Stanley Cup Final. First-round exit. Western Conference Final.
What will be the ending to Chapter 4 of the Vegas Golden Knights’ storybook?
This Sin City saga has put the likes of Harry Potter and The Hunger Games to shame. The hardcover edition is the highest-priced item at your local bookstore. You can’t even get it on Amazon.
You’d think the books would get boring in time, but the Golden Knights find ways to pen nuances to keep you coming back for more.
You want three wins from the Stanley Cup in your inaugural season? Sure. How could you possibly add to that? Get Paul Stastny, Max Pacioretty and Mark Stone within an eight-month span and return to the playoffs.
Oh, blow a 3-1 lead in the first round to your biggest rival in Year 2? No problem. Fire your Jack Adams Award winning coach for the one that coached said rival in Year 3. Still not satisfied? Trade for a Vezina finalist and create one hell of a goalie controversy starred by a photoshop of the face of the franchise being stabbed through the back by Excalibur with said coach’s name on it. You name it, they got it.
Through all of that, the Golden Knights were three wins from a return to the Cup Final in 2020. They ran out of gas against a rugged Dallas Stars club, an ending that provided mixed feelings of accomplishment and disappointment. Only a 4-year-old franchise could expose such feelings and make sense.
How do the Golden Knights prepare for Volume IV? Enter Alex Pietrangelo. Yes, that Pietrangelo, the former captain of the St. Louis Blues that won the Stanley Cup two years ago. The same Pietrangelo that played the first 12 years of his NHL career with the Blues, the one that signed a seven-year, $61.6 million contract to complete what has become a super team in Las Vegas.
Bill Foley has always said playoffs in three, Cup in six. That’s the beauty of an accelerated timeline.

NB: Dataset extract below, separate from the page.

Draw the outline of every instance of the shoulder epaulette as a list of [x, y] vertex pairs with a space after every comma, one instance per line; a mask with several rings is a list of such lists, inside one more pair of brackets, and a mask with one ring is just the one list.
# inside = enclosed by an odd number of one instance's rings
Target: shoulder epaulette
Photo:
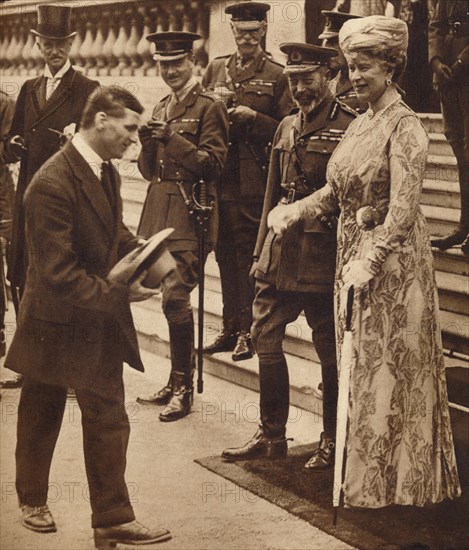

It’s Cup or Bust time in Year 4 for the Golden Knights.
“I think we’re in that group of teams for sure that everybody should be talking about as a Stanley Cup contender,” said coach Pete DeBoer, entering his first full season with Vegas. “I love the fact that people are talking about us in that mix. I think we belong in that mix, and it’s on us to try and separate ourselves from that group.”
That comes with a caveat: It’s not fair to expect a Stanley Cup this season. Whoever makes the playoffs this season should be commended for going through an insane gauntlet. COVID-19 is still very much real in these times, and if the events facing the Stars in recent days are any indication, games will be postponed; players will miss time; wrenches will be thrown into plans.
Whoever wins the Stanley Cup will be as deserving of champions as the Tampa Bay Lightning were in October. If that happens to be the Golden Knights in 2021, the virtual parade down Las Vegas Boulevard will be a sight.
The Core 4
Maybe it’s because the Golden Knights are the new kids for only a little while longer, but not many franchises have such a collection of talent at their disposal.
Winning changes everything. It was the same after Year 1, and it’ll stay consistent when the puck drops Thursday against the Anaheim Ducks. What’s transpired since the Cup Final run is not a normal route of team building. The Golden Knights were supposed to build around a trio of first-round picks to lead them into the future; picks that George McPhee methodically lured via the expansion draft.
Two-thirds of those triplets are gone and have turned into a 30-goal scorer in Pacioretty, who rebounded into form last season leading the Golden Knights with 66 points, and Stone, who was named the first captain in team history Wednesday.
From the moment Stone arrived in Las Vegas on Feb. 25, 2019, the culture changed. It was like he stepped in the locker room and became the de-facto leader overnight. When he takes the ice Thursday with the ‘C’ on his sweater, it will have been a long-time coming, but still deserving.
“I think I learned pretty quickly you can never take a day in this league for granted. You never know when it’s going to end,” Stone said. “For me I love playing hockey, I love playing in the NHL. There are not many people in this world who can get to do what we do. So for me, winning is fun whether you are the one that had the biggest impact on the game or not.”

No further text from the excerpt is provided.